Natürlich sollte man keine kaputten Augen haben, sprich wer schon solche auf 30 Frames begrenzte Zockerglubscher hat und nicht mal den Unterschied zwischen 30 und 60 FPS erkennt (allerbeste Grüße an Bremse übrigens... [emoji1]) kann sich diesen Monitor-Luxus gleich sparen. [emoji6]

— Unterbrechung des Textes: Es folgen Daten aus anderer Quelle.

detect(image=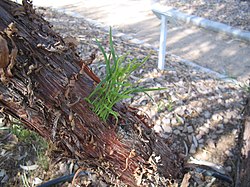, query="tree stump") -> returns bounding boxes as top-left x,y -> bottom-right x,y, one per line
0,0 -> 183,185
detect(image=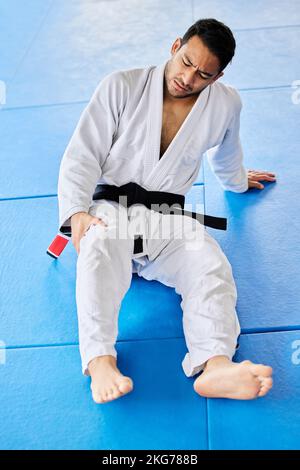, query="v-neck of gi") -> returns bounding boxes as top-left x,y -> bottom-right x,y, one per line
143,60 -> 211,188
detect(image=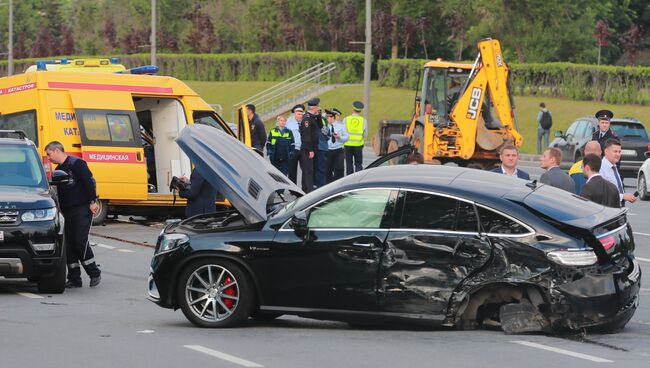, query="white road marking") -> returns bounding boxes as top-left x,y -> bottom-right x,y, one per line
117,249 -> 135,253
511,341 -> 613,363
16,292 -> 44,299
627,213 -> 637,216
96,243 -> 116,250
184,345 -> 263,367
136,330 -> 155,334
634,232 -> 650,237
636,257 -> 650,263
632,320 -> 650,326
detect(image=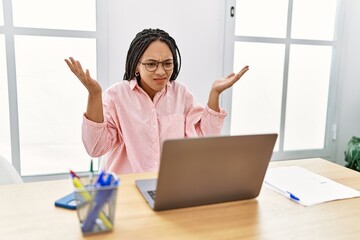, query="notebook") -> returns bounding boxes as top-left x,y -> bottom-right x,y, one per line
135,133 -> 278,211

Vsync-Probleme bei weniger Frames habe ich nicht bemerkt, dafür hab ich ein anderes optisches Problem (hab darüber schon einen Thread gestartet), das aber mit allergrößter Wahrscheinlichkeit nicht mit dem Gerät zusammenhängt.


----------



## Sturm-ins-Sperrfeuer (17. Mai 2015)

sauerlandboy79 schrieb:


> Auch bei Spielen mit 60 FPS-Lock oder wenn aus Performance-Gründen keine 144 erreicht werden, es sieht generell viel weicher aus.
> 
> Natürlich sollte man keine kaputten Augen haben, sprich wer schon solche auf 30 Frames begrenzte Zockerglubscher hat und nicht mal den Unterschied zwischen 30 und 60 FPS erkennt (allerbeste Grüße an Bremse übrigens... [emoji1]) kann sich diesen Monitor-Luxus gleich sparen. [emoji6]
> 
> Vsync-Probleme bei weniger Frames habe ich nicht bemerkt, dafür hab ich ein anderes optisches Problem (hab darüber schon einen Thread gestartet), das aber mit allergrößter Wahrscheinlichkeit nicht mit dem Gerät zusammenhängt.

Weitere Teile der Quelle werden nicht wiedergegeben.